Die 42-Jährige fotografiert seit ihren Jugendjahren alles, was ihr in der Natur über den Weg läuft – ob in ihrer Heimat oder während ihrer Auslandsaufenthalte in Neuseeland, der Ukraine und in Spanien. Aus ihrer eigenen Bilddatenbank sucht sie dann passende Motive heraus und fügt sie mithilfe von Photoshop zu neuen Kompositionen zusammen. „Zu Anfang habe ich eine Idee, aber dann gehe ich sehr intuitiv vor, sodass das Ergebnis meist ganz anders aussieht“, erzählt Raack. Entstanden sind Collagen, die aufgrund ihrer bräunlichen Farbigkeit und ihrer Grobkörnigkeit eine nostalgische Stimmung verbreiten. Das Dargestellte kommt allerdings eher einer Traumwelt gleich. Elemente überlappen einander, andere verschwimmen mit dem Hintergrund, als wären sie von Dunst umhüllt. Und was machen eigentlich die zwei Nashörner auf dem Sprungbrett?

Der Mond soll symbolhaft für den Kreislauf des Lebens stehen, der inmitten der Beziehung zwischen Natur und Mensch verläuft. In jeder Fotoarbeit ist die Konstellation der Bildelemente anders – man schaut also jedes Mal aus einer anderen Perspektive auf die Zusammenhänge. Der Blickwinkel entscheidet, welche Beziehung sichtbar wird. Zugleich macht er fest, wie groß der Raum für das eigene Handeln ist. Die Zartheit der Fäden lenkt weiter zur Frage: Was kann der Protagonist verändern, ohne das feine Netzwerk zu zerstören?
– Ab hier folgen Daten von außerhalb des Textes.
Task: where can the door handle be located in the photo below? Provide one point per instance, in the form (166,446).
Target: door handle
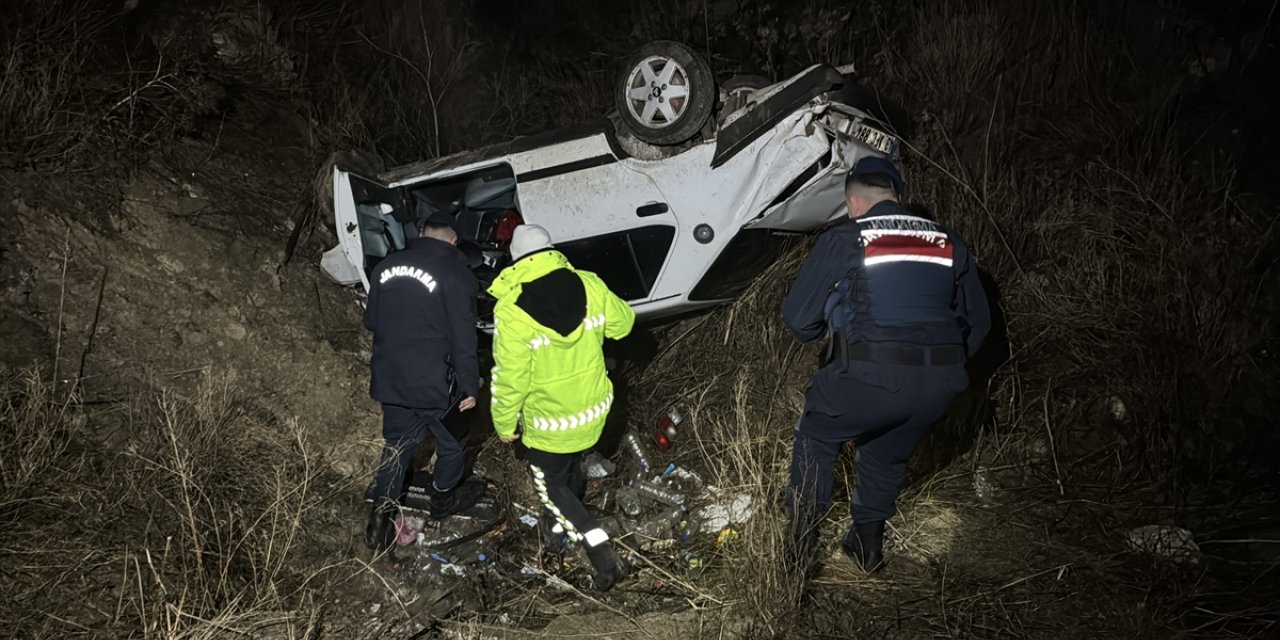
(652,209)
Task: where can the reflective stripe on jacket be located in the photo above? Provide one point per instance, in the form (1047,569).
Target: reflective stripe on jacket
(554,383)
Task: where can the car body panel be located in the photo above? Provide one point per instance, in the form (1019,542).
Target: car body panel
(778,165)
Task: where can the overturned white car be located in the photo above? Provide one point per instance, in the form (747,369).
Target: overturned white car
(679,210)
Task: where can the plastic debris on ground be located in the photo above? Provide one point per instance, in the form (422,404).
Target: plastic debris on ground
(730,510)
(598,466)
(1166,542)
(984,488)
(407,529)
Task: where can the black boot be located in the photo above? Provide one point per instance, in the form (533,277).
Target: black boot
(864,543)
(553,542)
(457,499)
(380,529)
(607,565)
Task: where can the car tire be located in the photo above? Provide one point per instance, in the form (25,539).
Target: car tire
(648,106)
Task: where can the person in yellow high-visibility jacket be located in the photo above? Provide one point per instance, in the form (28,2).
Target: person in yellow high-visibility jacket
(549,385)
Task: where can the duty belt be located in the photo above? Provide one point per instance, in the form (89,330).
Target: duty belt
(895,353)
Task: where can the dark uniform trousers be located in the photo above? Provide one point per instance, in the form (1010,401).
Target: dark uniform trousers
(883,408)
(403,430)
(561,484)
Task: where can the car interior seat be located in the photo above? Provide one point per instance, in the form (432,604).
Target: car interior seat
(481,196)
(376,234)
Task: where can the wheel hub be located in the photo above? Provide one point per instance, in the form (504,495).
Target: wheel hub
(658,92)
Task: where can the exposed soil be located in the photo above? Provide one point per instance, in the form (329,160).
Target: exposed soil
(165,270)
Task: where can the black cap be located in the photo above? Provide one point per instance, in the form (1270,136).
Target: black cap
(881,165)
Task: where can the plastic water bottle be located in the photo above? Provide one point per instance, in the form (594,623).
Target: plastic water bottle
(597,466)
(658,493)
(629,501)
(636,449)
(682,474)
(659,528)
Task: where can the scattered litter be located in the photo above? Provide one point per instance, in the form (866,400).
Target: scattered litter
(680,472)
(407,529)
(726,536)
(666,430)
(720,515)
(598,466)
(983,488)
(694,560)
(658,493)
(629,501)
(659,528)
(632,444)
(1168,542)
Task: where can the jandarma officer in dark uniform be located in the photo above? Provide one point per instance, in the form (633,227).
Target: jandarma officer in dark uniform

Dominique Raack hat Medienwissenschaft an der Universität Potsdam studiert. Sie beschäftigte sich hauptsächlich mit Videodokumentationen und -animationen, bevor sie zum Medium Einzelbild kam. Seit 2014 arbeitet sie auch mit Keramik. „Normalerweise sitze ich den ganzen Tag am Computer. Nun habe ich gemerkt, dass ich sehr gerne etwas mit den Händen forme“, berichtet die Künstlerin. In ihrem Arbeitsraum im Rechenzentrum in der Potsdamer Innenstadt, den sie im vergangenen Herbst bezogen hat, sei das allerdings doch ein bisschen zu gefährlich. Der Ton könne die Technik beschädigen. Hier arbeite sie ausschließlich mit Fotos.

Vier ihrer Keramikarbeiten werden im Pomonatempel ausgestellt. Die analog gefertigten runden Platten mit jeweils einem Durchmesser von rund 24 Zentimetern bilden einen Kontrast zu den Fotoarbeiten. Ihre Oberflächen sind unterschiedlich gestaltet. Linien und kreisförmige Erhöhungen erinnern an Formen aus der Natur: an Tropfen, an die Maserungen von Baumrinden, an Bienenwaben oder Muschelschalen. Die vier Keramiken sollen jeweils symbolhaft für alle vier Elemente stehen. Jede Keramikarbeit verweist also auf das Zusammenwirken von Feuer, Wasser, Luft und Erde.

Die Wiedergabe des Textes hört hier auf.